Ask HN: What is the highest number of browser tabs you have ever had open? - matznerd

Just curious what your records are on number of tabs, maybe also your average tabs or how many tabs you have open at the moment. Also curious on the people with high counts, what kind of setup you are running...
======
techdog
It was in the 60s, maybe 63 tabs? Firefox 30 on Win8. Amazingly (not!!!) it
crashed. FF crashes every day for me. Unless I crash it myself in Task Mgr
first. I typically have no fewer than 30 tabs open. Can't get FF to run 24 hrs
without burning 2 gigs of memory. It leaks like a sieve. I typically have
several Twitter tabs, a couple LinkedIns, one Gmail, Blogger and Wordpress (a
couple each), Google Finance, Hacker News, and miscellaneous articles/blogs
open, plus Mailchimp and Hushmail. Lots of AJAX-intensive pages and Flash
pages (Google Finance, for example). No porn.

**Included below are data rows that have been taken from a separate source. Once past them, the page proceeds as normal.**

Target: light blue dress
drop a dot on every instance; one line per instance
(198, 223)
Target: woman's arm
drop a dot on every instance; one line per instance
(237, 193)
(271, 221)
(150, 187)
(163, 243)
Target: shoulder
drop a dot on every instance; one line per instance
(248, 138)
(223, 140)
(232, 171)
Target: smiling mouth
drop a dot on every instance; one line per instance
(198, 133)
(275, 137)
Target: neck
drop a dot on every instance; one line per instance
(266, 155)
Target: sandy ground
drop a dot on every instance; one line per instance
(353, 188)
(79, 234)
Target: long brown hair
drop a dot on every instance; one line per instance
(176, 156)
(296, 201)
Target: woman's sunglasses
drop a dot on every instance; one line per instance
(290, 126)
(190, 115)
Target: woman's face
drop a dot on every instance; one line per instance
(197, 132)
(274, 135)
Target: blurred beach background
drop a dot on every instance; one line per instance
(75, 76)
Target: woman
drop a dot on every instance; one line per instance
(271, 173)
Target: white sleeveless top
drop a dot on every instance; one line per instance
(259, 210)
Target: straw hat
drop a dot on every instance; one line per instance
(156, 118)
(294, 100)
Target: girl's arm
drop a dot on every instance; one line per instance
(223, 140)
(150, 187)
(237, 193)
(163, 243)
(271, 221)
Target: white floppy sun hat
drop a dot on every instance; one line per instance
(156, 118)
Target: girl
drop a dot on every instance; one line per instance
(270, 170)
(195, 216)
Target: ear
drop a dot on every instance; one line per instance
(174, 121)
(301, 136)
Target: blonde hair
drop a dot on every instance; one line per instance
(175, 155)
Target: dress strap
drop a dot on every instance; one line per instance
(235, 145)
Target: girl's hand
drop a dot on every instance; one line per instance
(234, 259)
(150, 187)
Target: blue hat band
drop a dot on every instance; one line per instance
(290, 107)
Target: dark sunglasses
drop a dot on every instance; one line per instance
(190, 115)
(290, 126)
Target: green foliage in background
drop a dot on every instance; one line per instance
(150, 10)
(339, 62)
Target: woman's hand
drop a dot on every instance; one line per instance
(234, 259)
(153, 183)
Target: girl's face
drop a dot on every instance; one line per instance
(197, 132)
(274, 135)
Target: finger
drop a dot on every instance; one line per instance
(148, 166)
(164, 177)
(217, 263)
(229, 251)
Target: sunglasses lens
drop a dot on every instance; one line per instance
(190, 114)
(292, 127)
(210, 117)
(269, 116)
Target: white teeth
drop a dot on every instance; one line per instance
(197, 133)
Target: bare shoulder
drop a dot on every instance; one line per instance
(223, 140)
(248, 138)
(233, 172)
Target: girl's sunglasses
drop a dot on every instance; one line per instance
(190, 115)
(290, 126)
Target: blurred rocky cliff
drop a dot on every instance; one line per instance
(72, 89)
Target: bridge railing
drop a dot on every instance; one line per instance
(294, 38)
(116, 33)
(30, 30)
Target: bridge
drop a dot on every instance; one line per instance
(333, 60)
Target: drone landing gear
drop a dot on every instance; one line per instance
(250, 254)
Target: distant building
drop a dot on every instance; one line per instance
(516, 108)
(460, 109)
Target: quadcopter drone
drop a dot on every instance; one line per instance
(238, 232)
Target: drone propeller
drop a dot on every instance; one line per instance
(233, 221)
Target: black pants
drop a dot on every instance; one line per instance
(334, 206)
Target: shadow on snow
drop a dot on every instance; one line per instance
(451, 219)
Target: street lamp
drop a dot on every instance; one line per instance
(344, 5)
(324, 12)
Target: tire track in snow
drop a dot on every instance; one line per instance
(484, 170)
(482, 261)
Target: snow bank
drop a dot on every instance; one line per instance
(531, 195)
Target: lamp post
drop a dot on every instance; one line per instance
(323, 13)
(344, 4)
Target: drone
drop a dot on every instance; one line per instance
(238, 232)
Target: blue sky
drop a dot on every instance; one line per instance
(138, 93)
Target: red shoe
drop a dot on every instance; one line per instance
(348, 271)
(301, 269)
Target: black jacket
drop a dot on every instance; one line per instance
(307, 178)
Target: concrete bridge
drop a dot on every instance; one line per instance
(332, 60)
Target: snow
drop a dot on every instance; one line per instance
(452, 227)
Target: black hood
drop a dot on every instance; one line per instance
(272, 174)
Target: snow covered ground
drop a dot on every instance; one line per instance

Sometimes Flash will complain, but most of the time FF just runs out of memory
and starts giving the spinning cursor. Once in a while it will crash without
bringing up the crash reporter window. It'll just go down silently.

------
general_failure
Very low number here - I never have more than 10 open. I keep closing things
periodically and quickly. If a tab is unread for say a couple of hours, I just
usually close it since I would never get around to reading it anyway and it's
probably not important.

------
needleme
Normally around 20, but I had much more. Then I've discovered One Tab -
[https://chrome.google.com/webstore/detail/onetab/chphlpgkkbo...](https://chrome.google.com/webstore/detail/onetab/chphlpgkkbolifaimnlloiipkdnihall?hl=en)
\- but actually I'm ending always with lots of tabs anyway!

------
speedkills
Over 300 in chrome. I have a problem.